Note that because of the speed increase, verbose now defaults to FALSE, which can be altered for a model with the new setverbose function after forming the model. The default optimizer is still the R based nlminb function, but new optimizers using the package roptim have also been implemented:

Comparison between the default (left) and C++ based optimizer in psychonetrics 0.7.

These optimizers are still somewhat unstable however, especially in the more complicated psychonetrics models. To this end, please use these with care for the moment.

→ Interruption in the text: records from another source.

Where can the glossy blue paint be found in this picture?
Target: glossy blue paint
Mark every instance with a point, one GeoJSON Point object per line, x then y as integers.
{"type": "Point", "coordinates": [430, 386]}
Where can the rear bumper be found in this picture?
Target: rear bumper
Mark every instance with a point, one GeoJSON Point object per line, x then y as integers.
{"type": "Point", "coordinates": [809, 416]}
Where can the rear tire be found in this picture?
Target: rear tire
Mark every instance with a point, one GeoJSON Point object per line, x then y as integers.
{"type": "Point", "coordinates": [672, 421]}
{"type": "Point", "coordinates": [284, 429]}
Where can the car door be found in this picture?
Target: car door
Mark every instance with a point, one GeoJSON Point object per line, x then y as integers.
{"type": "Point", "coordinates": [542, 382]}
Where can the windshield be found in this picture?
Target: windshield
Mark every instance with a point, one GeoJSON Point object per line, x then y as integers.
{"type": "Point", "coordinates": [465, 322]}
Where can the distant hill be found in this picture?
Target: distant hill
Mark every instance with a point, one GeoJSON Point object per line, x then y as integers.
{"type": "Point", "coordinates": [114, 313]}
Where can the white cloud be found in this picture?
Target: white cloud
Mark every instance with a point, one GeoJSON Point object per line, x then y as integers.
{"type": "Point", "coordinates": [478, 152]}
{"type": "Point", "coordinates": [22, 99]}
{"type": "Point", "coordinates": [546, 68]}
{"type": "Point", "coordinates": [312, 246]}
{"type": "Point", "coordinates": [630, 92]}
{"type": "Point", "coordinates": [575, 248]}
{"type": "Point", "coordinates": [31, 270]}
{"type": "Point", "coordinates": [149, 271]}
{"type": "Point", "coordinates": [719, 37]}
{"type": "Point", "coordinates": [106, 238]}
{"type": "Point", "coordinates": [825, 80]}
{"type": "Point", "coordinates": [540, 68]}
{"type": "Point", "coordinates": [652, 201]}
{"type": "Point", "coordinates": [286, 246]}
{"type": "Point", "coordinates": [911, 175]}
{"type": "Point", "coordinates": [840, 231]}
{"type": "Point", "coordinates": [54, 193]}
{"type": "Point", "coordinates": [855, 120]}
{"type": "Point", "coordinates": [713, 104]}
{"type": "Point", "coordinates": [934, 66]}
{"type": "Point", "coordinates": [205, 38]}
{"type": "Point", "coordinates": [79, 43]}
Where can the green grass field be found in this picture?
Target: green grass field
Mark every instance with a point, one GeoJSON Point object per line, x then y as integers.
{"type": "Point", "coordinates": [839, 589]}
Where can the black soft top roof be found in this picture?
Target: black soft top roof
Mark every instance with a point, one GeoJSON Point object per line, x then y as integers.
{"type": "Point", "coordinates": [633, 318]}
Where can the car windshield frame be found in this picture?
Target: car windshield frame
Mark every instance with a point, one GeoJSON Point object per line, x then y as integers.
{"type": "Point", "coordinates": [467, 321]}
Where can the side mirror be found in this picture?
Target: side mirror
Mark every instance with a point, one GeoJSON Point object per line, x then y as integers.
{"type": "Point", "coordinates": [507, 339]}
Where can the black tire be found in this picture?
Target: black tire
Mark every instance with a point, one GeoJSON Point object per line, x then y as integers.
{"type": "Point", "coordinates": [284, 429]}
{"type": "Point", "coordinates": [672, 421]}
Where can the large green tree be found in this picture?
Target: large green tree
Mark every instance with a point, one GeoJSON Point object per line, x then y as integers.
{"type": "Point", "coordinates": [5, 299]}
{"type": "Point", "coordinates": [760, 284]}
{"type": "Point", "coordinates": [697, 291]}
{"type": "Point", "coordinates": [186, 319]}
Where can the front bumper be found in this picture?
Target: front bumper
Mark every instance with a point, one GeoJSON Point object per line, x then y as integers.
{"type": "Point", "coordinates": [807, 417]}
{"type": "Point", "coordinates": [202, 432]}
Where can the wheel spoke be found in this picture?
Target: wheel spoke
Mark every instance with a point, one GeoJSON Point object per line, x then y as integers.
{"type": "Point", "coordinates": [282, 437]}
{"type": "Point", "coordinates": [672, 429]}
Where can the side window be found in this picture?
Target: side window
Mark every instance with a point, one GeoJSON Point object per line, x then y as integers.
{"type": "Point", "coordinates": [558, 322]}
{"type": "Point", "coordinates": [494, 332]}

Meta-analysis methods in psychonetrics

Together with Adela Isvoranu and Mike Cheung, we extended meta-analytic SEM to be used in estimating Gaussian graphical models (GGM). We call this framework meta-analytic Gaussian network aggregation (MAGNA) and describe it in our new pre-print, which has been submitted for publication in Psychometrika. The pre-print features an extensive overview of functionality in psychonetrics. First, the pre-print discusses the motor behind psychonetrics which is used in every model framework:

The method in which psychonetrics computes the Gradient for every implemented model.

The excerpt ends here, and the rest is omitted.